Methods We conducted a randomized controlled trial. 282 patients with IHD from Madrid, Catalonia and Canary Islands were randomly allocated to intervention or control group. Patients were anonymized and the statistician was blinded to group allocation. The intervention was a multicomponent tailored vCoP built on the Web 2.0 concept and focused on skills toward patient empowerment. The primary outcome was the Patient Activation Measure score. Secondary outcomes were: Attitudes towards disease (Self-efficacy Managing Chronic Disease Scale); adherence to Mediterranean diet (Mediterranean Diet Adherence Screener); level of physical activity (International Physical Activity Questionnaire); depression (Patient Health Questionnaire-9); anxiety (Hospital Anxiety and Depression Scale-A); medication adherence (Adherence to Refill and Medication Scale-e); and health-related quality of life (EQ-5D-5L). A linear regression model of mixed effects was carried out to estimate the effect of participating in the VCoP.

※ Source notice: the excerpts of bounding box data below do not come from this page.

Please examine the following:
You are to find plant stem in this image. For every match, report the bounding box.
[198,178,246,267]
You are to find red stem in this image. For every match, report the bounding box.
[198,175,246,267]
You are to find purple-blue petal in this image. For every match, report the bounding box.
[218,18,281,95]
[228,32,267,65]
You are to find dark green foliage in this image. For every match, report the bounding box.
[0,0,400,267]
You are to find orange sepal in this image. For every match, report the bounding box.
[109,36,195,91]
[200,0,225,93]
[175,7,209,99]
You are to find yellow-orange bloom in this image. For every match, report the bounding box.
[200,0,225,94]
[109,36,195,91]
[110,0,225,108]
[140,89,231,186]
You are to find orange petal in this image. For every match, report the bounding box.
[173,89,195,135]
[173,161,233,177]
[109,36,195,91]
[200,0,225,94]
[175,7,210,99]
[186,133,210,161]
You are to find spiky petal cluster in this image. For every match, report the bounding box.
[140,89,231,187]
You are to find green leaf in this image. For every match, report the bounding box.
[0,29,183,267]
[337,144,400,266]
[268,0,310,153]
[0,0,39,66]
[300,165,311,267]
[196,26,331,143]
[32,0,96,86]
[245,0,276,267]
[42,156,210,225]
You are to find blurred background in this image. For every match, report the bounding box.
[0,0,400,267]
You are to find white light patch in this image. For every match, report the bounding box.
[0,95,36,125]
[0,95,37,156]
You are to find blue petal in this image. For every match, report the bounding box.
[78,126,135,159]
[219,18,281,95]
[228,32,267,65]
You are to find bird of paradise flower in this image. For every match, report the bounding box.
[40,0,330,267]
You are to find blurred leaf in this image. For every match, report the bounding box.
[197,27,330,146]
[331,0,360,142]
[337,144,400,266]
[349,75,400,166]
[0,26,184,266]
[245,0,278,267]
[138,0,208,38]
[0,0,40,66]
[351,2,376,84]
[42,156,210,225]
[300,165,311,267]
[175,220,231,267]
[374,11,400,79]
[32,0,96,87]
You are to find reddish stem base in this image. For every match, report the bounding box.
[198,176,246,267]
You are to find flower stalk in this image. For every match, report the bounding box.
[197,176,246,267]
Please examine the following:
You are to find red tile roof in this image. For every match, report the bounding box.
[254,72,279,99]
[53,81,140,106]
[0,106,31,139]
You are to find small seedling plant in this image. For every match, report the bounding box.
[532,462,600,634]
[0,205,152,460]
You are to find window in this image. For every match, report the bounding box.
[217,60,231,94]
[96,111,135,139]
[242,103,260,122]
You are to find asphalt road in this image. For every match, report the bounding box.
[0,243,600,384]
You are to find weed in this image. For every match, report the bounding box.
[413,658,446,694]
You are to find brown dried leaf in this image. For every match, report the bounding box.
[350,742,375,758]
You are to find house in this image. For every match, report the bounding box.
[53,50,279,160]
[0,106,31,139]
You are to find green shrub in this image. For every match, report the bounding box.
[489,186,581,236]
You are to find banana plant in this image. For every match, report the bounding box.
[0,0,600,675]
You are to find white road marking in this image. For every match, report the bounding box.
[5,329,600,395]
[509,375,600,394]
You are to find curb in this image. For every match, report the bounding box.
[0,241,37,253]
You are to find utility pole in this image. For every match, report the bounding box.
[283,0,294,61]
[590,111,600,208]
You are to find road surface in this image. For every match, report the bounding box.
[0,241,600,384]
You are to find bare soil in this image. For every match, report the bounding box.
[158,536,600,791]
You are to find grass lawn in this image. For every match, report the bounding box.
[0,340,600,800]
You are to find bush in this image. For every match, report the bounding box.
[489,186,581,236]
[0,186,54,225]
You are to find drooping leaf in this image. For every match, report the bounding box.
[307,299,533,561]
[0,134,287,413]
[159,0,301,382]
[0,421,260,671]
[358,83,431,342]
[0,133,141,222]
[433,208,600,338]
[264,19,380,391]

Results Significant differences in adherence to Mediterranean diet were found favoring the intervention at 6 months (B = 0.48, 95%CI: 0.06, 0.90), 12 months (B = 0.78, 95%CI: 0.34, 1.22), and 18 months (B = 0.86, 95%CI: 0.36, 1.35). No significant changes among data collection points were found for the other variables.
Discussion and Conclusions Our results suggest that VCoP can be useful to promote healthy habits.
Nonetheless, aspects such as patient activation might require other types of interventions.